Sen hiç dinlenmeyen bir türküyü terennüm edeni gördün mü kardeş?
Yüreği titretmeyen bir nağmeyi;
Gözleri buğulandırmayan bir şiiri;
Seni başka diyarlara götürmeyen bir romanı okuyanı gördün mü?
Sen susuz kalan bir çiçeğin rengarenk açtığını gördün mü kardeş?
Sevilmeyen bir kedinin sırnaştığını;
Gülmediğin bir yüzün gülümsediğini;
Rüzgârsız bir yaprağın titrediğini gördün mü?
Sen dinlenmeyen bir hatibin konuştuğunu gördün mü kardeş?
Susarak konuşanı;
Gülerken ağlayanı;
Yanında bulunanın ne kadar uzak olduğunu;
Fersah fersah ötelerdekinin aslında yanında durduğunu gördün mü ?
Sen hiç gönülden düşenin bir daha ayağa kalktığını gördün mü kardeş?

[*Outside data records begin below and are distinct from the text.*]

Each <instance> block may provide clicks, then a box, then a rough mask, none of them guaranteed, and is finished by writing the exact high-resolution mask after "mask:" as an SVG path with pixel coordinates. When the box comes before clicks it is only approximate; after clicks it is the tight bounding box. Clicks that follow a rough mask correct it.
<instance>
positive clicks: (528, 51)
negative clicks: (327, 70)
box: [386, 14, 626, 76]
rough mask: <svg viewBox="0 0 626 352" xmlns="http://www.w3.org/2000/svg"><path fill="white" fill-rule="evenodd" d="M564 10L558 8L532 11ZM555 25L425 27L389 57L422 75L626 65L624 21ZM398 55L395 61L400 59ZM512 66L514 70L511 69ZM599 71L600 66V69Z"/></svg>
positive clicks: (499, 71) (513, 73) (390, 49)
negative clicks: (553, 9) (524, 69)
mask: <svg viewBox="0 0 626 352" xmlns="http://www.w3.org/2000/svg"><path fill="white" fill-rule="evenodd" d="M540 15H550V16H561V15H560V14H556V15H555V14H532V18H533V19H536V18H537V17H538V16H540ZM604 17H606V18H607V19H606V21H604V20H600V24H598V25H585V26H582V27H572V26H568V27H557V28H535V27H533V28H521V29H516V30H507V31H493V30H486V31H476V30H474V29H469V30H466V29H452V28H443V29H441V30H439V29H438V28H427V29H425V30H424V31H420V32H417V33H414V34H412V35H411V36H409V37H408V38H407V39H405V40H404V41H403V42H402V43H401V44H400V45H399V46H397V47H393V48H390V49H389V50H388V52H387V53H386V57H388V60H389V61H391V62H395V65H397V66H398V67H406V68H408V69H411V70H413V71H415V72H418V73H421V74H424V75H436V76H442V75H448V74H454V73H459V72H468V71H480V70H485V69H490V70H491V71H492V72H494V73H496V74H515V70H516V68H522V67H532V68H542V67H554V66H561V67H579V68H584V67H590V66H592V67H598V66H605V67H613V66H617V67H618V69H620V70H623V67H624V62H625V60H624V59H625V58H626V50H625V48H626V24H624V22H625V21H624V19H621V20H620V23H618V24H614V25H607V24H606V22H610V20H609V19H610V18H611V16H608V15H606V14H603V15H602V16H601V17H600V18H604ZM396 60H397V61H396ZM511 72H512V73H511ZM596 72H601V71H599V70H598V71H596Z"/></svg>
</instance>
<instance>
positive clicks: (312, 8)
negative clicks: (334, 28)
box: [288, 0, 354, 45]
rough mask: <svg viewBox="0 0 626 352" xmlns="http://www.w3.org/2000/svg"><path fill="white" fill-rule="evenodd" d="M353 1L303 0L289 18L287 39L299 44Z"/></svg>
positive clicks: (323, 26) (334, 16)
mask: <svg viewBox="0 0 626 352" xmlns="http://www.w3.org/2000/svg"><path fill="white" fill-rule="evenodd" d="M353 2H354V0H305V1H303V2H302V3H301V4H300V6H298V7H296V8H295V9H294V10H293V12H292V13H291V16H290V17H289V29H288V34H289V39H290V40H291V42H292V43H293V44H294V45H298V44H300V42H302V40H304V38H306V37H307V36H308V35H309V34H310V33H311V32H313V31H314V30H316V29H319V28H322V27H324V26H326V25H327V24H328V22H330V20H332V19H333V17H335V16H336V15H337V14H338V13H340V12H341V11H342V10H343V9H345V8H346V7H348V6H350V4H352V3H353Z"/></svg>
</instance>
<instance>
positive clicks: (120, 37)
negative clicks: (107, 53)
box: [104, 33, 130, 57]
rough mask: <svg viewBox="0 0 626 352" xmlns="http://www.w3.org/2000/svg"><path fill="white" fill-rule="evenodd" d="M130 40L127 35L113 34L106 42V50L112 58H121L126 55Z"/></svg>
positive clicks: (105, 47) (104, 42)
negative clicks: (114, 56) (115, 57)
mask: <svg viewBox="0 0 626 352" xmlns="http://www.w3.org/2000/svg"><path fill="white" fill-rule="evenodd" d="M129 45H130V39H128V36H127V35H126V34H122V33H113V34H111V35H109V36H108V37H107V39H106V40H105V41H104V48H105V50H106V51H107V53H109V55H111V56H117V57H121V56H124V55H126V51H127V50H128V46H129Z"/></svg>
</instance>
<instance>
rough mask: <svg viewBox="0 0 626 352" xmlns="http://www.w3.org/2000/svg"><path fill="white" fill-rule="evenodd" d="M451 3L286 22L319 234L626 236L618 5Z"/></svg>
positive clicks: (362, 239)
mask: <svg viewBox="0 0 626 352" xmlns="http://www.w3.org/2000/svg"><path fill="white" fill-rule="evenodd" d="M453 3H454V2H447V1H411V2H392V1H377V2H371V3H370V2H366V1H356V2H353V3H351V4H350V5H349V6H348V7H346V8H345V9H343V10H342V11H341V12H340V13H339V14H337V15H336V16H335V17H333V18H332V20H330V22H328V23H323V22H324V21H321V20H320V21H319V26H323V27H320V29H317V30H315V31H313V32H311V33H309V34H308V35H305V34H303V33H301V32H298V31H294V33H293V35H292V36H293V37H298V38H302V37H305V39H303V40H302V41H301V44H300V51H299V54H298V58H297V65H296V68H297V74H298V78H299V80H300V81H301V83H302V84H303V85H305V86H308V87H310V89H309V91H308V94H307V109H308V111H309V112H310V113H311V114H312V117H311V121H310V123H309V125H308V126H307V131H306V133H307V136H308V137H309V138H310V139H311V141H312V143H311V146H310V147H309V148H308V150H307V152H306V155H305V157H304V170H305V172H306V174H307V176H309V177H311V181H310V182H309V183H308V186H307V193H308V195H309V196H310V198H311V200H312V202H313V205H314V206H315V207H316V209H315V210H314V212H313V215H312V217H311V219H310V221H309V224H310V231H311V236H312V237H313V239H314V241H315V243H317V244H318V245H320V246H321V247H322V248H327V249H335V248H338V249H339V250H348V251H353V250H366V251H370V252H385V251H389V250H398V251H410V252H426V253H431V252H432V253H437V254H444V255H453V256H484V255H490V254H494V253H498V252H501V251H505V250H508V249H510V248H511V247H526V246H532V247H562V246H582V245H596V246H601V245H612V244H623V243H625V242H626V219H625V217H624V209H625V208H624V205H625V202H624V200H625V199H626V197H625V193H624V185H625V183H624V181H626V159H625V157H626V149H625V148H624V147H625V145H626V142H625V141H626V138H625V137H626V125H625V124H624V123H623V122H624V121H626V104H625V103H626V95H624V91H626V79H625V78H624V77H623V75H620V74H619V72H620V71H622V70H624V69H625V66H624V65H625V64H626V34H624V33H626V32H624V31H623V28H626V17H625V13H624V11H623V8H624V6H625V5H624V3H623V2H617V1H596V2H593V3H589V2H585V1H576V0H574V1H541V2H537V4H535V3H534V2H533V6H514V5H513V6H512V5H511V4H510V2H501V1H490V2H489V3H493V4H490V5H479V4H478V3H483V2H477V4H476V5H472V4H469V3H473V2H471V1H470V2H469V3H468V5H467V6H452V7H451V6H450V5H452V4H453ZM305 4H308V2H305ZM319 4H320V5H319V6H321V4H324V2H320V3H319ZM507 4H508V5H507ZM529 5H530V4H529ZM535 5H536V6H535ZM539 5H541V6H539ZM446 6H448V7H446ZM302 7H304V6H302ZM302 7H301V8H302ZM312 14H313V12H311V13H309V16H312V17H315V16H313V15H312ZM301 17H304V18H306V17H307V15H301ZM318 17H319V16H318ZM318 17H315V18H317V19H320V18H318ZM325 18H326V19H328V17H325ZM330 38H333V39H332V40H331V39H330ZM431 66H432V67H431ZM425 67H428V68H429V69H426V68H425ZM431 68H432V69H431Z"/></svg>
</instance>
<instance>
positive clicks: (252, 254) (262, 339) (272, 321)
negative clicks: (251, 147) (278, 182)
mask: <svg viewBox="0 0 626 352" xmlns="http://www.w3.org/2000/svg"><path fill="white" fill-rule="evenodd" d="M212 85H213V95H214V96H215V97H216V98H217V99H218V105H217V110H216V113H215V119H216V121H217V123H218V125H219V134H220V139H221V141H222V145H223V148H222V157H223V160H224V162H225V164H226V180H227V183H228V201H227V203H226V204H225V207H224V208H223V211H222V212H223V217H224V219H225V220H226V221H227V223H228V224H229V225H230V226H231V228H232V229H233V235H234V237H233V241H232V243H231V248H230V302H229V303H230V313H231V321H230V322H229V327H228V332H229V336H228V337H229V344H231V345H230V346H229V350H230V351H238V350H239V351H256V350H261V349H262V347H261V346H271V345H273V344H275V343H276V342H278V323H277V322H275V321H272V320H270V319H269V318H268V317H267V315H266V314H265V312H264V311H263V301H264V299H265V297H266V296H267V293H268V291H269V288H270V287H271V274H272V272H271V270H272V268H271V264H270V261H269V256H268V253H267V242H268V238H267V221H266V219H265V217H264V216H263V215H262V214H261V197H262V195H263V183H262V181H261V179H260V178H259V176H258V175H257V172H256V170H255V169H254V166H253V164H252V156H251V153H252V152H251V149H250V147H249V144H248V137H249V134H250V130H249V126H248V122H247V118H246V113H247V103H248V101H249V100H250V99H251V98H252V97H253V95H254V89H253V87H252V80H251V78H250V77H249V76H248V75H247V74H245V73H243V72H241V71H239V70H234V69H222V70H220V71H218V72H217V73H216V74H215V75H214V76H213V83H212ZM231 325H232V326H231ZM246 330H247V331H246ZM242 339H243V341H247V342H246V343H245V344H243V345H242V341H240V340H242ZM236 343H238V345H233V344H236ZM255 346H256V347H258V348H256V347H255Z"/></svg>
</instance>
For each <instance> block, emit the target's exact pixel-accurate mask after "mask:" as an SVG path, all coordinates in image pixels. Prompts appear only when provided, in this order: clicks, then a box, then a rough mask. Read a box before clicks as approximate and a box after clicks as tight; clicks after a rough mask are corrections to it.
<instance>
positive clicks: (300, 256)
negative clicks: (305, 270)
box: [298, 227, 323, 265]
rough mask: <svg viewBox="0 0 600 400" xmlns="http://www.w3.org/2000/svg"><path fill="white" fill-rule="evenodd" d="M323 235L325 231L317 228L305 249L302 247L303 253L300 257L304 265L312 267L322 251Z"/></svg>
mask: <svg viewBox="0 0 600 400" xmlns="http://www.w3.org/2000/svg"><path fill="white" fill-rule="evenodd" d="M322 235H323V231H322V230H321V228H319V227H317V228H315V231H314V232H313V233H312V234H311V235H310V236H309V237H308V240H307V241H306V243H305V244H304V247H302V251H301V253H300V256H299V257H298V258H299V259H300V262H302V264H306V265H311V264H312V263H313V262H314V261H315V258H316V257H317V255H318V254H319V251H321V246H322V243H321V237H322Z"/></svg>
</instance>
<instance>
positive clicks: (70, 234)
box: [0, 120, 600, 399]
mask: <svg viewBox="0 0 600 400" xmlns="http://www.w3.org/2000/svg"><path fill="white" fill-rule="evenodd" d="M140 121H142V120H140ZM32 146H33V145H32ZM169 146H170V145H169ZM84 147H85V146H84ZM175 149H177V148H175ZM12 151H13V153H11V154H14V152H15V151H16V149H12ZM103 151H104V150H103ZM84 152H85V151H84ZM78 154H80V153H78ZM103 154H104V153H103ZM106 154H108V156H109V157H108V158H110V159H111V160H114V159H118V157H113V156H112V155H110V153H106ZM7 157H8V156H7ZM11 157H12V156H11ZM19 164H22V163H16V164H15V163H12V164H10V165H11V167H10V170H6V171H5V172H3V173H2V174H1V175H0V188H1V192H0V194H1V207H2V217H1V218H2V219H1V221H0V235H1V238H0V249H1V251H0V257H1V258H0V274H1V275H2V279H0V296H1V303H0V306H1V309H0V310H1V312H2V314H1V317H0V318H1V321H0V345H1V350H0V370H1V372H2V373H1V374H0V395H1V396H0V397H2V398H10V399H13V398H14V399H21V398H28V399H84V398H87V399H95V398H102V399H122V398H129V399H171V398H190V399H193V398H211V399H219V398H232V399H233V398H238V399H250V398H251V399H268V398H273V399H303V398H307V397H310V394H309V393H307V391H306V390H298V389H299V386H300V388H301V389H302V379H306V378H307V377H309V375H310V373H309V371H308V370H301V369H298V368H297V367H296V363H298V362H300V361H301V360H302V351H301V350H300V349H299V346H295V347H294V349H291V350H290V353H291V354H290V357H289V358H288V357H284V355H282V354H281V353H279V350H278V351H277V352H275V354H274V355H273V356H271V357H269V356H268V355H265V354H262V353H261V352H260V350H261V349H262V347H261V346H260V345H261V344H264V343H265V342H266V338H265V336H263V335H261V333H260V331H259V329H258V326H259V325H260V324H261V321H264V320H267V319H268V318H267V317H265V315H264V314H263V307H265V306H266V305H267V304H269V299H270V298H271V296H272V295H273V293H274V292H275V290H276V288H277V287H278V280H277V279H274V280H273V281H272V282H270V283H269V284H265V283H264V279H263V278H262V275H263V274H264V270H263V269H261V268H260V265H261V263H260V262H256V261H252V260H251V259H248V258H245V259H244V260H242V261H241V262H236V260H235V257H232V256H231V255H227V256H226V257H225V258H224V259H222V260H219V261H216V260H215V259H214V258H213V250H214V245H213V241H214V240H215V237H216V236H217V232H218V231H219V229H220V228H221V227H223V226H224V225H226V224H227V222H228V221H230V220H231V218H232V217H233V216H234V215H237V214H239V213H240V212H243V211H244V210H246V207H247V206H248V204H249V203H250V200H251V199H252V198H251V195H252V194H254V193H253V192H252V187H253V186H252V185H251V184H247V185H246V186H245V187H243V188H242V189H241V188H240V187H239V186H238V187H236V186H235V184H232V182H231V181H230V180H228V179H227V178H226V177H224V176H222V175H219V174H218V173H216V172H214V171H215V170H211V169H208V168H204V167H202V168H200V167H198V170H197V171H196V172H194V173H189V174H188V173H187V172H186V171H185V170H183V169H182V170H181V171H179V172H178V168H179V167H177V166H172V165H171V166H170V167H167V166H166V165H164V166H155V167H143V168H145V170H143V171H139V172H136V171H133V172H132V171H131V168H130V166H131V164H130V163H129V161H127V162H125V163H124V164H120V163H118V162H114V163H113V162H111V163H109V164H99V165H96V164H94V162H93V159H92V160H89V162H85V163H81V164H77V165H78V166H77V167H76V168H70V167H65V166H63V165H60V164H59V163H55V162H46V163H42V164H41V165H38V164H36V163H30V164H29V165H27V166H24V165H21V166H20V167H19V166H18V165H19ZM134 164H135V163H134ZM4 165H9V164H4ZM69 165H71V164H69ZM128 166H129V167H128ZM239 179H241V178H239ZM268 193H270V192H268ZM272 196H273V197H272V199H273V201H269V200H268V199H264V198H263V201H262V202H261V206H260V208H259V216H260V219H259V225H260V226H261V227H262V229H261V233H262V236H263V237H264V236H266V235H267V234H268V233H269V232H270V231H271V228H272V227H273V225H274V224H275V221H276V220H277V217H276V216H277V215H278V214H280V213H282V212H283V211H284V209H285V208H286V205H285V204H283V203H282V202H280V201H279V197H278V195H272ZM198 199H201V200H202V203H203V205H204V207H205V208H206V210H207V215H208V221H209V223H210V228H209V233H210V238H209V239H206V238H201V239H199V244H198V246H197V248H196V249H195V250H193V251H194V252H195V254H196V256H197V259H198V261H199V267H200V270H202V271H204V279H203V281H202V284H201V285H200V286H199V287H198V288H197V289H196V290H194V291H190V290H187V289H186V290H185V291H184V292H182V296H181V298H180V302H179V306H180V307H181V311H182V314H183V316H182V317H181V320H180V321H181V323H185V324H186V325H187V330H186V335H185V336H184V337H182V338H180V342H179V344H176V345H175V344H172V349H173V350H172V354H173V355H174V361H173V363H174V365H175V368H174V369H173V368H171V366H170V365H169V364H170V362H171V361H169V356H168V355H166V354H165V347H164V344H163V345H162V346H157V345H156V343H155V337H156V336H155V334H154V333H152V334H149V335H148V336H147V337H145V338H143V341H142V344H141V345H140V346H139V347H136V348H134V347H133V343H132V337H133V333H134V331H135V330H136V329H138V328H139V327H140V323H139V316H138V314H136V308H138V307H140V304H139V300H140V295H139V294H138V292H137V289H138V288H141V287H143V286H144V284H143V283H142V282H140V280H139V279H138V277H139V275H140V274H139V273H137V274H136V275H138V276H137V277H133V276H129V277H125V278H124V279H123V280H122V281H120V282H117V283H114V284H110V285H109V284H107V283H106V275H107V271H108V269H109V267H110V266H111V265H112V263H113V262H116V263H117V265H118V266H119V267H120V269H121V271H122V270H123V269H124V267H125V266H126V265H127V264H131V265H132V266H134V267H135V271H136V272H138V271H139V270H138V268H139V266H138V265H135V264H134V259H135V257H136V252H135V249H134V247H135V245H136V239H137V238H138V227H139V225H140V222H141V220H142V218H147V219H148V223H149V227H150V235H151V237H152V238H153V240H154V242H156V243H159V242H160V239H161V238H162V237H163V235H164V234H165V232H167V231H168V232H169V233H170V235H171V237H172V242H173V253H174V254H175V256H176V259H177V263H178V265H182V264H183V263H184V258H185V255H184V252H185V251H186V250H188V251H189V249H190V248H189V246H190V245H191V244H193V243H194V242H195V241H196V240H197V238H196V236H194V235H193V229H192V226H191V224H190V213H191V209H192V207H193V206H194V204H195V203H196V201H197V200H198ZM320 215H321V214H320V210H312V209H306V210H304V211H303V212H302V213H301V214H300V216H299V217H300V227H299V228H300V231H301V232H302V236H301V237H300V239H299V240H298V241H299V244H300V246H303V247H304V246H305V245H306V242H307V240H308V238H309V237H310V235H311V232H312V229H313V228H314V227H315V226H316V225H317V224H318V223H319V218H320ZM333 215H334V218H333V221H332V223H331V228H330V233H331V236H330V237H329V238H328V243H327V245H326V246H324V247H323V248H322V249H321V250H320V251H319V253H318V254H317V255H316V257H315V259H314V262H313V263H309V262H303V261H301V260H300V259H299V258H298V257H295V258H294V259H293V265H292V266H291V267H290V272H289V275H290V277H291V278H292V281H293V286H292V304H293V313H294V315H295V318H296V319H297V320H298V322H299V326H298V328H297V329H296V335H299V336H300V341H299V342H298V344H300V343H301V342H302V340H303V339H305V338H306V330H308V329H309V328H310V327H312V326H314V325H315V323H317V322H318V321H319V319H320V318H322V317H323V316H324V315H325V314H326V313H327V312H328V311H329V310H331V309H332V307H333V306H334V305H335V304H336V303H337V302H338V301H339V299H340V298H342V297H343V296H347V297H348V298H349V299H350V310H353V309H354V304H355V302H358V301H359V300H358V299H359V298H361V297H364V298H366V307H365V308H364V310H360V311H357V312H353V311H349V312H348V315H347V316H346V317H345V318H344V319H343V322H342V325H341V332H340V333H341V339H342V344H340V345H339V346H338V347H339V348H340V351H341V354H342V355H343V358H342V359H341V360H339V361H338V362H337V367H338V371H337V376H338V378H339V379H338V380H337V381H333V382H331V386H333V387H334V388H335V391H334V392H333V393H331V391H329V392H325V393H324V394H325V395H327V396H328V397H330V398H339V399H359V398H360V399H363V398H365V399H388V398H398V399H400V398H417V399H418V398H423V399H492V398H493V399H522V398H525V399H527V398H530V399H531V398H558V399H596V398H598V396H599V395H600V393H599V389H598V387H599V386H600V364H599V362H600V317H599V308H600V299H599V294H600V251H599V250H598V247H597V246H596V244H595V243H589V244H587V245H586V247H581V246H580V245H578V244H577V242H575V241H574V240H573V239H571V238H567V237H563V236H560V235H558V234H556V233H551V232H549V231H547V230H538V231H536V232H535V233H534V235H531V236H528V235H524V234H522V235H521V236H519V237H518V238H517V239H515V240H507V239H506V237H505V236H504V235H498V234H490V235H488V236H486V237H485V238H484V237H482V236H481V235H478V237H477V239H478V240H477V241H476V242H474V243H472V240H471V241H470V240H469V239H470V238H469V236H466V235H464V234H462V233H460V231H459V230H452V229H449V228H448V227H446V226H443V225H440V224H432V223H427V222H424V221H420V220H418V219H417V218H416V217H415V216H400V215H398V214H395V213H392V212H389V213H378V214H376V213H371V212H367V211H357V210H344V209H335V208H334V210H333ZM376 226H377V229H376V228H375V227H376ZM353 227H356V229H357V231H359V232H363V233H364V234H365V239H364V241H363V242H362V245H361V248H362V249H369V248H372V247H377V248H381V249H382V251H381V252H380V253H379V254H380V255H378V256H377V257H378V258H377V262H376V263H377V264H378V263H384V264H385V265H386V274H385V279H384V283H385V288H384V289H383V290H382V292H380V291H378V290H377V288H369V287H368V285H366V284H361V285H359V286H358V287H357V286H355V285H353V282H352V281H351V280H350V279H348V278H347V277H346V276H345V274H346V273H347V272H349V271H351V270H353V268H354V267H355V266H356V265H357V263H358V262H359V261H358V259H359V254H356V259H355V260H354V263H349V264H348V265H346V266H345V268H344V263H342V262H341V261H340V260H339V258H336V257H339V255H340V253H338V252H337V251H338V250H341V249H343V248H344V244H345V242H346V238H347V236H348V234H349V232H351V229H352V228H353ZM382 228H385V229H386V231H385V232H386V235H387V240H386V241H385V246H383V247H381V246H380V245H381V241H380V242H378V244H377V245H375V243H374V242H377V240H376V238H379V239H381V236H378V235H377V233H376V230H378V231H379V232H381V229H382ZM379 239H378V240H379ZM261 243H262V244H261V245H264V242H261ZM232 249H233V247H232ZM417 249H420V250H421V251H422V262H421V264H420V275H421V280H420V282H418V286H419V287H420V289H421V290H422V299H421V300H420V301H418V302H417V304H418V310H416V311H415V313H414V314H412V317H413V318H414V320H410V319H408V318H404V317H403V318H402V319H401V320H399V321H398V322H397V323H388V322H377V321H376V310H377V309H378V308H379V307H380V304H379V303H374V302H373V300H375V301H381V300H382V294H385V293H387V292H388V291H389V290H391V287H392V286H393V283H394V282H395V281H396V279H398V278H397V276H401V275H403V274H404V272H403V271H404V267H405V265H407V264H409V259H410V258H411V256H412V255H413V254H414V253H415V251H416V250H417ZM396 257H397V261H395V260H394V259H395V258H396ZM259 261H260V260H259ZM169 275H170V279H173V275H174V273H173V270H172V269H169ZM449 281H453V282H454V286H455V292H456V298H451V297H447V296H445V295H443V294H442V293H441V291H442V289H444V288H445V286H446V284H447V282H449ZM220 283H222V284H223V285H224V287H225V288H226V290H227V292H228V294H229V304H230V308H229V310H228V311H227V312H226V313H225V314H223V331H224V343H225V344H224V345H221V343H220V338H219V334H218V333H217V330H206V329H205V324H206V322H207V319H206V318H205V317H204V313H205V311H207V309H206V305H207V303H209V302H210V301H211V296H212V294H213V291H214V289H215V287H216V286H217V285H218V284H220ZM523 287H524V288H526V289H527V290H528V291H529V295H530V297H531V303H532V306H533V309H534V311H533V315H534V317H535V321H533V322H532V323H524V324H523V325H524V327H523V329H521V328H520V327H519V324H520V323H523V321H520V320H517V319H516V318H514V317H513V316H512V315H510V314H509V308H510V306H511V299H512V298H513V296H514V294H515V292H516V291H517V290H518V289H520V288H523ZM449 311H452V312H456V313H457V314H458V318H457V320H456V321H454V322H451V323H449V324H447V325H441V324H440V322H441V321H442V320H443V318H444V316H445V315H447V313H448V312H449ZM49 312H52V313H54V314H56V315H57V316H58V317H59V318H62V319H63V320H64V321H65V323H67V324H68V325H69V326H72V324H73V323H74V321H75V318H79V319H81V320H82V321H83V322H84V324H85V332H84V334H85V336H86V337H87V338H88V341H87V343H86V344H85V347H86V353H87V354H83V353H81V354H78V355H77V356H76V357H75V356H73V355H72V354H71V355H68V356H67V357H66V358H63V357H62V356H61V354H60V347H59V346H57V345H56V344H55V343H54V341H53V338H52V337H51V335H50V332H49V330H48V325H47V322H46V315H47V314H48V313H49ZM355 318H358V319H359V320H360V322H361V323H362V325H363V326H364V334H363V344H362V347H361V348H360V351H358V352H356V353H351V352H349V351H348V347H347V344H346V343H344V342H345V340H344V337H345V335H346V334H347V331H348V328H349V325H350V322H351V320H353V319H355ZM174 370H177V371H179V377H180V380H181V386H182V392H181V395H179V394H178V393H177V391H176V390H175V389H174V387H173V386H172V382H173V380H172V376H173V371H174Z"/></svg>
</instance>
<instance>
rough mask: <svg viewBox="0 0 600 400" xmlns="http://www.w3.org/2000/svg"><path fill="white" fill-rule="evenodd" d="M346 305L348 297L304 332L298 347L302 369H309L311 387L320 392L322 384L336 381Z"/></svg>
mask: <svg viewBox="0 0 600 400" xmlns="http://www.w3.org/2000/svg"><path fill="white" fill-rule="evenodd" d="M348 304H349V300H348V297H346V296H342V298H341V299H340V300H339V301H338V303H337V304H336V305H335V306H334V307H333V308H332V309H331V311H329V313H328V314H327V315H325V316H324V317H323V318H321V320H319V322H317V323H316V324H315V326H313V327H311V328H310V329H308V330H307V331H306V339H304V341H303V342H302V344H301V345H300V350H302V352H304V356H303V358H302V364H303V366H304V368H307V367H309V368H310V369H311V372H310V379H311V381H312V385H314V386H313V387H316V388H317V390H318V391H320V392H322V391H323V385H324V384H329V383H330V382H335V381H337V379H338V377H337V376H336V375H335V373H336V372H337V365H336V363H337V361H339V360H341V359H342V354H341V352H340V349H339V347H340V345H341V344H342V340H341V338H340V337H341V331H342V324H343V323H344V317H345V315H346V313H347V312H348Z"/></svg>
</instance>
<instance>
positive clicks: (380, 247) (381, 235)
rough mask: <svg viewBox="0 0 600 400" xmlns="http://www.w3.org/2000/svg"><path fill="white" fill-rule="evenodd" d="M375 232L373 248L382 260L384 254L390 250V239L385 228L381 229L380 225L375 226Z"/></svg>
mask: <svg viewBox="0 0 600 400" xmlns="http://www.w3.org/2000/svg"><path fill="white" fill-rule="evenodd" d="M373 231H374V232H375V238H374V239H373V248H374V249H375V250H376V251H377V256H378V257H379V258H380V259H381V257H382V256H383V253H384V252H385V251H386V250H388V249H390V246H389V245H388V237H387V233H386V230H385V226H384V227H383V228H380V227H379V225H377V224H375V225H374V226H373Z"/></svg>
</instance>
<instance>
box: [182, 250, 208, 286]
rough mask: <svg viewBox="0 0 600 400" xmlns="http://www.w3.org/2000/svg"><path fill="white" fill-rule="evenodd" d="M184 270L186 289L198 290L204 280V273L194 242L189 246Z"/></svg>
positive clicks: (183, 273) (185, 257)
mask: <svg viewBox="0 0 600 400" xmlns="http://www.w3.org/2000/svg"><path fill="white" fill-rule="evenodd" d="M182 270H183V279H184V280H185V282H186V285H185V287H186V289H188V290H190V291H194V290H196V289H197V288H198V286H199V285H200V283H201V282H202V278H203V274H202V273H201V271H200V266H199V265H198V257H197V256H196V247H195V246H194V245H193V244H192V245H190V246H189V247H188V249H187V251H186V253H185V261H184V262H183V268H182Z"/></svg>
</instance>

Kırılan dalın yerine kaynadığını;
Çatlayan taşın yapıştığını;
Kuruyan yaprağın yeşerdiğini;
Meyvesiz ağacın taşlandığını gördün mü?
Sen hiç aranmadığında unutulmayanı gördün mü kardeş?
Gözü doyanı;
Açken obez olanı;
Yaşadığını inanan mevtaları;
Ağlanacak haline ağlayanı;
Sen hiç dumanı tutmayan ateşi gördün mü?
Giden geride kalana hasret kardeş…
Kalan uzaktaki ile vuslata.
İnsan vefaya hasret kardeş;
İnsan insana …
Sarılamadığın solar kardeş;
Gelemiyorsan yan yana.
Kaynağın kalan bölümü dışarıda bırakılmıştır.